Ein Europaliga-Abend in Kopenhagen, der für Vanløse BK in purem Fußballrausch und für Atromitos in einem 90-minütigen Albtraum endete: 8:1 hieß es am Ende vor 44.805 begeisterten Zuschauern. Trainer SY On grinste nach dem Schlusspfiff breit: "Ich musste kurz nachzählen, ob das wirklich unser Ergebnis ist. Dann habe ich mir eine Cola aufgemacht."

Von Beginn an wirkte Vanløse, als habe man heimlich doppelt so viele Spieler auf dem Platz. Schon in der 8. Minute klingelte es: Pedro Morte verwandelte einen Pass von Claus Andreassen trocken - 1:0. "Ich habe einfach draufgehalten", sagte Morte später mit einem Achselzucken, das irgendwo zwischen Understatement und Selbstironie pendelte.

Atromitos antwortete in der 14. Minute, als Nicola Sala nach einem feinen Zuspiel von Heinz Kroll zum 1:1 einschob. Eine kurze Hoffnung, die ganze drei Minuten hielt, bevor Vanløse wieder das Kommando übernahm.

Danach begann das, was man in Dänemark wohl einen "Lektionstag" nennt. Christopher Harrington, der rechte Wirbelwind, traf in der 35. Minute nach Vorlage von Innenverteidiger Gunnar Hoffmann - ja, richtig gelesen, ein Innenverteidiger als Vorlagengeber. Zwei Minuten später machte Thierry Beaumanoir mit dem 3:1 (Vorlage: Morte) den Halbzeitstand perfekt.

Während Vanløses Fans schon in der Pause überlegten, ob sie den Torjubel monotonisieren sollten, suchte Atromitos-Coach Michael Graf verzweifelt nach Worten. "Ich habe meinen Spielern gesagt, sie sollen den Ball flach halten - leider haben sie das wörtlich genommen", stöhnte er später.

Nach Wiederanpfiff wurde es dann endgültig ein Spektakel. In der 49. Minute zog Anton Nørgaard nach einem cleveren Zuspiel von Rechtsverteidiger Lennart Vestergaard ab - 4:1. Der Mann im Zentrum schien plötzlich überall zu sein. Als dann auch noch Hoffmann in der 62. Minute nach einem Eckball das 5:1 köpfte, war das Publikum längst im Partymodus.

Und Vanløse hatte immer noch nicht genug: Nørgaard legte in der 68. Minute nach, diesmal auf Vorarbeit von Andreassen. Drei Minuten später durfte wieder Harrington ran - Vorlage Brodersen, 7:1. Und als Krönung schnürte der unermüdliche Flügelstürmer in der 78. Minute sogar einen Hattrick, mit Assist von - wer sonst - Hoffmann.

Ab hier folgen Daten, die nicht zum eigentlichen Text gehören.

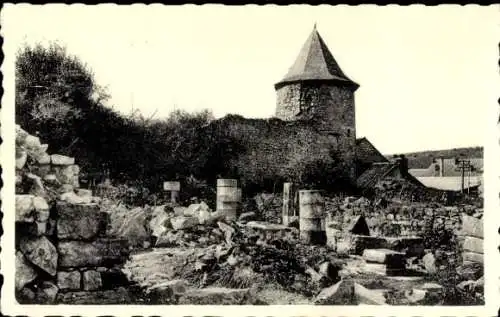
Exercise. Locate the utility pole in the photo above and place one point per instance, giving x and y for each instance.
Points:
(463, 165)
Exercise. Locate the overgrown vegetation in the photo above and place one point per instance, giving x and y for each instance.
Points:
(58, 99)
(425, 158)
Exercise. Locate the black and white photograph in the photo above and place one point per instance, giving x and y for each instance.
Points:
(268, 156)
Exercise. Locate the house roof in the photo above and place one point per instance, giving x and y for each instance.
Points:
(367, 153)
(315, 62)
(375, 173)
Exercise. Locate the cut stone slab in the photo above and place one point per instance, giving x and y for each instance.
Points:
(215, 296)
(108, 297)
(266, 226)
(79, 222)
(43, 158)
(68, 280)
(360, 243)
(341, 293)
(181, 222)
(472, 257)
(368, 296)
(24, 208)
(165, 292)
(57, 159)
(41, 252)
(391, 258)
(430, 263)
(415, 296)
(473, 245)
(25, 273)
(102, 252)
(21, 157)
(91, 280)
(412, 246)
(84, 192)
(46, 293)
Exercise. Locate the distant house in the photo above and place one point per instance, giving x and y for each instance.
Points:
(367, 155)
(381, 171)
(445, 174)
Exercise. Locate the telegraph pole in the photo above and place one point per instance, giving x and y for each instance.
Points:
(463, 166)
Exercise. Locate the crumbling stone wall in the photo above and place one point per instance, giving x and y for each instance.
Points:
(61, 242)
(277, 150)
(331, 109)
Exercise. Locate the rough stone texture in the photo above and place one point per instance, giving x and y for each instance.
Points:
(368, 296)
(46, 292)
(430, 263)
(182, 222)
(24, 208)
(68, 280)
(385, 256)
(25, 273)
(472, 226)
(102, 252)
(473, 245)
(91, 280)
(341, 293)
(41, 252)
(215, 296)
(84, 221)
(166, 292)
(109, 297)
(473, 257)
(57, 159)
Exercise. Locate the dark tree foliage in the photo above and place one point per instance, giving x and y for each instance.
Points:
(58, 99)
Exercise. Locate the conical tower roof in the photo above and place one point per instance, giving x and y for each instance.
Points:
(315, 62)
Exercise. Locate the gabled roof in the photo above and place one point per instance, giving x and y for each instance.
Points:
(367, 153)
(374, 174)
(315, 62)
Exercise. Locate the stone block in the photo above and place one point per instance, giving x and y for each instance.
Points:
(91, 280)
(341, 293)
(41, 252)
(472, 257)
(102, 252)
(360, 243)
(24, 208)
(25, 272)
(43, 158)
(46, 292)
(181, 222)
(109, 297)
(57, 159)
(68, 280)
(215, 296)
(21, 158)
(472, 227)
(84, 192)
(391, 258)
(473, 245)
(368, 296)
(77, 222)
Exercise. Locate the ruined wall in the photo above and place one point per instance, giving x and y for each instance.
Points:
(330, 108)
(276, 149)
(62, 249)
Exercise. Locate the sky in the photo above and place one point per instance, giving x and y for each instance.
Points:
(428, 75)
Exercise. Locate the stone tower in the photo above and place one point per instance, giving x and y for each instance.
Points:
(317, 90)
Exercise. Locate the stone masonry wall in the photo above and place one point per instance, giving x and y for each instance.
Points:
(61, 241)
(330, 108)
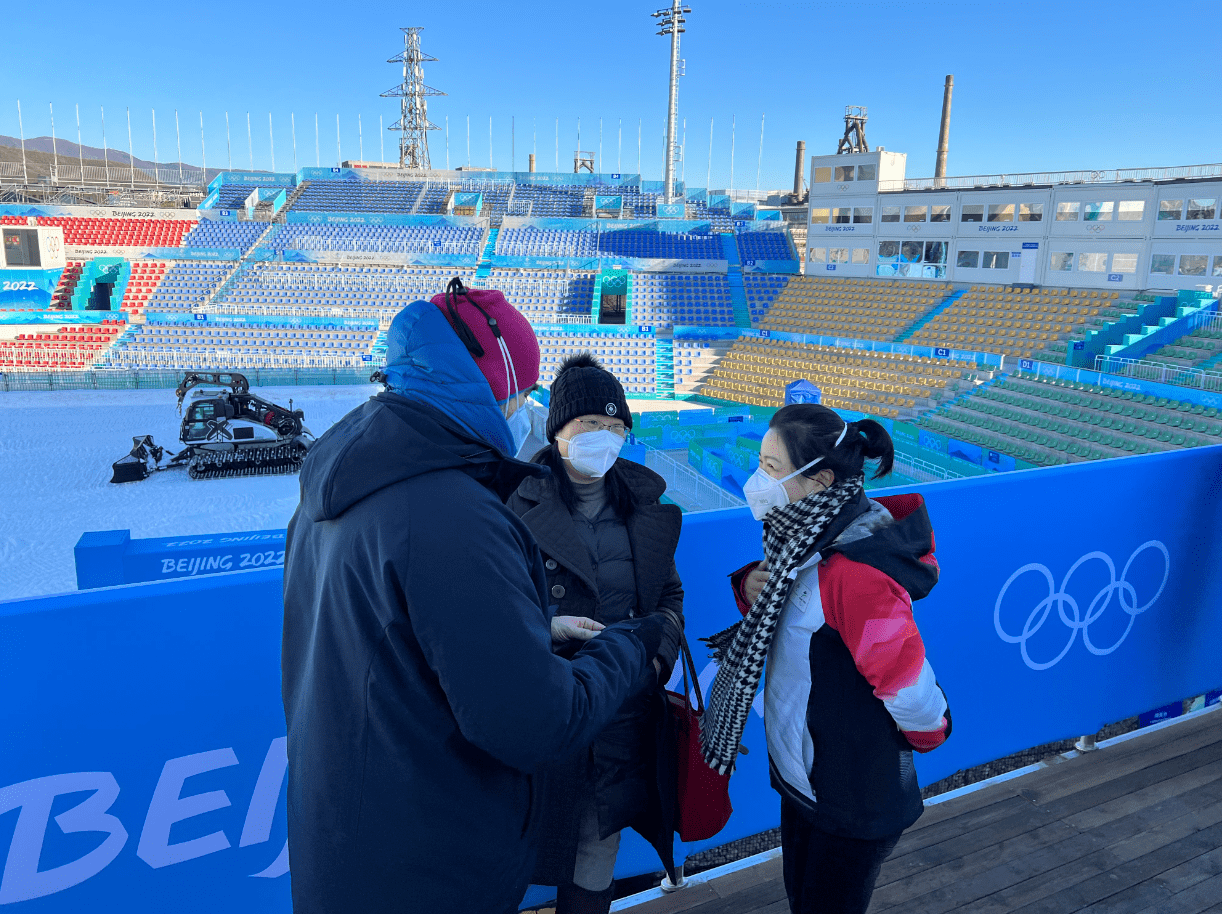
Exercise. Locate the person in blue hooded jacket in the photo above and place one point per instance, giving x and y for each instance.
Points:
(419, 684)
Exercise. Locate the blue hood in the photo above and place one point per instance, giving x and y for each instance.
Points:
(427, 362)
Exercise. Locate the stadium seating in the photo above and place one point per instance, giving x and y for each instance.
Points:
(545, 296)
(1050, 423)
(666, 299)
(1201, 348)
(383, 238)
(61, 298)
(235, 196)
(693, 359)
(224, 235)
(879, 383)
(187, 285)
(358, 197)
(761, 290)
(144, 279)
(67, 347)
(626, 242)
(629, 357)
(719, 218)
(540, 201)
(1009, 321)
(434, 198)
(190, 346)
(868, 309)
(115, 232)
(764, 246)
(292, 288)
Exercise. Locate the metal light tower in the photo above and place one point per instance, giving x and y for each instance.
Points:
(670, 22)
(413, 122)
(854, 131)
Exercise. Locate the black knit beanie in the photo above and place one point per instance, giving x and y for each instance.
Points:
(584, 387)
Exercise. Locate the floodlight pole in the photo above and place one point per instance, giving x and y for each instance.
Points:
(412, 93)
(671, 23)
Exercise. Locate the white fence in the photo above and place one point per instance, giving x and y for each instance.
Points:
(346, 281)
(684, 485)
(187, 359)
(1144, 370)
(376, 246)
(923, 471)
(116, 175)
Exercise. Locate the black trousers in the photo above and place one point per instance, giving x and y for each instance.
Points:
(825, 874)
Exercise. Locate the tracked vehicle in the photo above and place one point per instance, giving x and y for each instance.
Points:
(226, 431)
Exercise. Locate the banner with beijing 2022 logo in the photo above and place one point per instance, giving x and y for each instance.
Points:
(142, 760)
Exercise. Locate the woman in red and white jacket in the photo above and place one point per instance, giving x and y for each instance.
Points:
(849, 693)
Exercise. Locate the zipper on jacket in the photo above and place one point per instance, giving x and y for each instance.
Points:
(526, 825)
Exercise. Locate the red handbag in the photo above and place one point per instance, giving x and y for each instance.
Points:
(702, 799)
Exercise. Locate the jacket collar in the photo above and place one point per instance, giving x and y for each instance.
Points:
(653, 524)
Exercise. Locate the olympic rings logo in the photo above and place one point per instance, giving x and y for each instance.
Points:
(1068, 610)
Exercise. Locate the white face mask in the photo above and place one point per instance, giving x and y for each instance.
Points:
(593, 452)
(519, 427)
(764, 493)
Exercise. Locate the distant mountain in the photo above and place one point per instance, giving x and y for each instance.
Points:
(115, 157)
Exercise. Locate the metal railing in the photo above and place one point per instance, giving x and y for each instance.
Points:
(921, 471)
(1145, 370)
(117, 175)
(1106, 176)
(368, 246)
(683, 482)
(138, 379)
(383, 315)
(279, 279)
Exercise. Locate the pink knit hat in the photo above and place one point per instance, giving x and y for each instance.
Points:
(477, 312)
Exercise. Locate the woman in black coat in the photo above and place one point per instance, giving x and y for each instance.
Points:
(609, 552)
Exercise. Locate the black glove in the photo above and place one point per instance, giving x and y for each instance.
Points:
(648, 629)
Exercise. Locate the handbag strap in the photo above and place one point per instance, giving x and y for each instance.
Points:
(689, 675)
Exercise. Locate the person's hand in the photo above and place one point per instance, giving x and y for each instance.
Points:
(754, 582)
(573, 628)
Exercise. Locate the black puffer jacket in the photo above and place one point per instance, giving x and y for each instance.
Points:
(621, 770)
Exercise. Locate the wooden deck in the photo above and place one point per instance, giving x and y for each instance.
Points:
(1134, 827)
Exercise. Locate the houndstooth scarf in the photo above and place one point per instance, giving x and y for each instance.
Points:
(792, 533)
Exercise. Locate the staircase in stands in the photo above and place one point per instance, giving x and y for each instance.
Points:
(930, 314)
(485, 258)
(664, 368)
(735, 280)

Acht Tore, acht verschiedene Kombinationen, ein einziges Offensivfeuerwerk. Atromitos wirkte, als hätte man den Stecker gezogen. Die Griechen (die an diesem Abend wohl lieber Philosophen als Fußballer gewesen wären) kamen auf ganze fünf Torschüsse, während Vanløse 20 Mal abzog. Der Ballbesitz? 54 zu 46 Prozent - aber die Zahlen erzählen nicht annähernd, wie dominant das wirkte.

Ein gelber Karton für Esteban Bermudez auf Vanløser Seite (18.) und einer für Oscar Neil (54.) bei Atromitos waren die einzigen kleinen Farbtupfer in einem ansonsten einseitigen Gemälde.

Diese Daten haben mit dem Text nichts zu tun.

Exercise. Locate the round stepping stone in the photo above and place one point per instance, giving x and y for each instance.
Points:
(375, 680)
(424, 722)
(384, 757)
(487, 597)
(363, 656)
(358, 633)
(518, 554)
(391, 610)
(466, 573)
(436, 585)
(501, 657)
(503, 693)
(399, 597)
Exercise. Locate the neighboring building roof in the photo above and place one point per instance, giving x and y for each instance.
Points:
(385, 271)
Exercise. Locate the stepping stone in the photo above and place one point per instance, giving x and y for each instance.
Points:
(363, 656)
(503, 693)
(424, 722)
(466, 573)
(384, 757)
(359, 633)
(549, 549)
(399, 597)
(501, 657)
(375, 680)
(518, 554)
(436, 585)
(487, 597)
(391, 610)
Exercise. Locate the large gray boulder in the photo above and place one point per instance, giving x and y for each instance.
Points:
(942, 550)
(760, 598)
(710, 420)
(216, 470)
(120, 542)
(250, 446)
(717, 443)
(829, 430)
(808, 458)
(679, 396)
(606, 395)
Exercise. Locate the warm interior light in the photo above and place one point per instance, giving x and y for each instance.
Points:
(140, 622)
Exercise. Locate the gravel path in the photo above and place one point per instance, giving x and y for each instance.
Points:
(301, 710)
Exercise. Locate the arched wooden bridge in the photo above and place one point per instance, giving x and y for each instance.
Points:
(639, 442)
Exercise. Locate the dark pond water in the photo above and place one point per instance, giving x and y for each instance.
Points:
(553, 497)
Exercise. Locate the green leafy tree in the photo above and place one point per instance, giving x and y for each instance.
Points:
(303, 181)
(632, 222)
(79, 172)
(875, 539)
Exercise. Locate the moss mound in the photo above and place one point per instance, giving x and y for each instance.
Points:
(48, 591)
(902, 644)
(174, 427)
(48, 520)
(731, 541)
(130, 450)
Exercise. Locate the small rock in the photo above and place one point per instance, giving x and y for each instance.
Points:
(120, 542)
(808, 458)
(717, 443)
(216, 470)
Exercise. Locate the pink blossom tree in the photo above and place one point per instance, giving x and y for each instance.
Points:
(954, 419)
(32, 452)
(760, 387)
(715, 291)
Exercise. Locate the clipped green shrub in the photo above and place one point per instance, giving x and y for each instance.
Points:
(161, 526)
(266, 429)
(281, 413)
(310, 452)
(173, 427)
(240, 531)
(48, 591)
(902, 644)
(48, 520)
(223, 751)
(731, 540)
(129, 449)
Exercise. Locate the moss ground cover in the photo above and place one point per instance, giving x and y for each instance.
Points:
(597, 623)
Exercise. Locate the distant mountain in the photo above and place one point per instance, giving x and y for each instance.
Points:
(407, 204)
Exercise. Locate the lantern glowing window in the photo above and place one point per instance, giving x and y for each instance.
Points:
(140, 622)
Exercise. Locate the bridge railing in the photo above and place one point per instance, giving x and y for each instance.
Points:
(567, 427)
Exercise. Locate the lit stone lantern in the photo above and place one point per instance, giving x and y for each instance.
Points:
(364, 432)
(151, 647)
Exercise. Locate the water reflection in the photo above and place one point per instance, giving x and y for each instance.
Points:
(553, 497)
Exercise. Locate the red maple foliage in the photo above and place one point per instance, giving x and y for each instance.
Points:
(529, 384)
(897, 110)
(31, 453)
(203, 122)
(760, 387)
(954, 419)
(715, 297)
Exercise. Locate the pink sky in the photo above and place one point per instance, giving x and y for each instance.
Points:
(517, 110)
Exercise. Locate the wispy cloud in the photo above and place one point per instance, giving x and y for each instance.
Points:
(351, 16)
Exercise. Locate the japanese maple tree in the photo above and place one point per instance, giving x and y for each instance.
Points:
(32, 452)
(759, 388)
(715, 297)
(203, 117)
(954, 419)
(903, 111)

"Wir wollten offensiv spielen, und das haben wir getan", erklärte SY On nach dem Schlusspfiff und grinste verschmitzt. "Vielleicht ein bisschen zu offensiv - mein Torhüter hat sich gelangweilt." Mario Mendoza, der Keeper, bestätigte das lachend: "Ich habe in der zweiten Halbzeit mehr mit den Fans Selfies gemacht als Bälle gehalten."

Atromitos-Coach Graf hingegen stapfte mit gesenktem Kopf in die Kabine. Später sagte er: "Wenn man acht Tore kassiert, muss man sich fragen, ob man nicht versehentlich den Gegner aufgestellt hat."

Die Fans feierten Vanløse, als hätten sie gerade den Titel gewonnen - und wer sie sah, konnte sich des Eindrucks nicht erwehren, dass das in dieser Form vielleicht gar nicht so unrealistisch ist.

Zum Schluss blieb nur die Frage, ob man so einen Abend in Zahlen fassen kann: 8:1, 20 Torschüsse, 44.805 Zuschauer, eine Mannschaft im Rausch. Oder, wie es Christopher Harrington trocken kommentierte: "Wir hatten einfach einen guten Lauf - und Atromitos stand im Weg."

Ein Spiel, das in die Vereinschronik eingehen dürfte - irgendwo zwischen Genie, Spielfreude und gnadenloser Effizienz. Und wer genau hinsah, konnte in der 89. Minute sogar Trainer SY On dabei erwischen, wie er sich ein Notizblatt mit einem breiten Grinsen in die Tasche steckte. Vielleicht stand darauf nur ein Wort: "Mehr davon."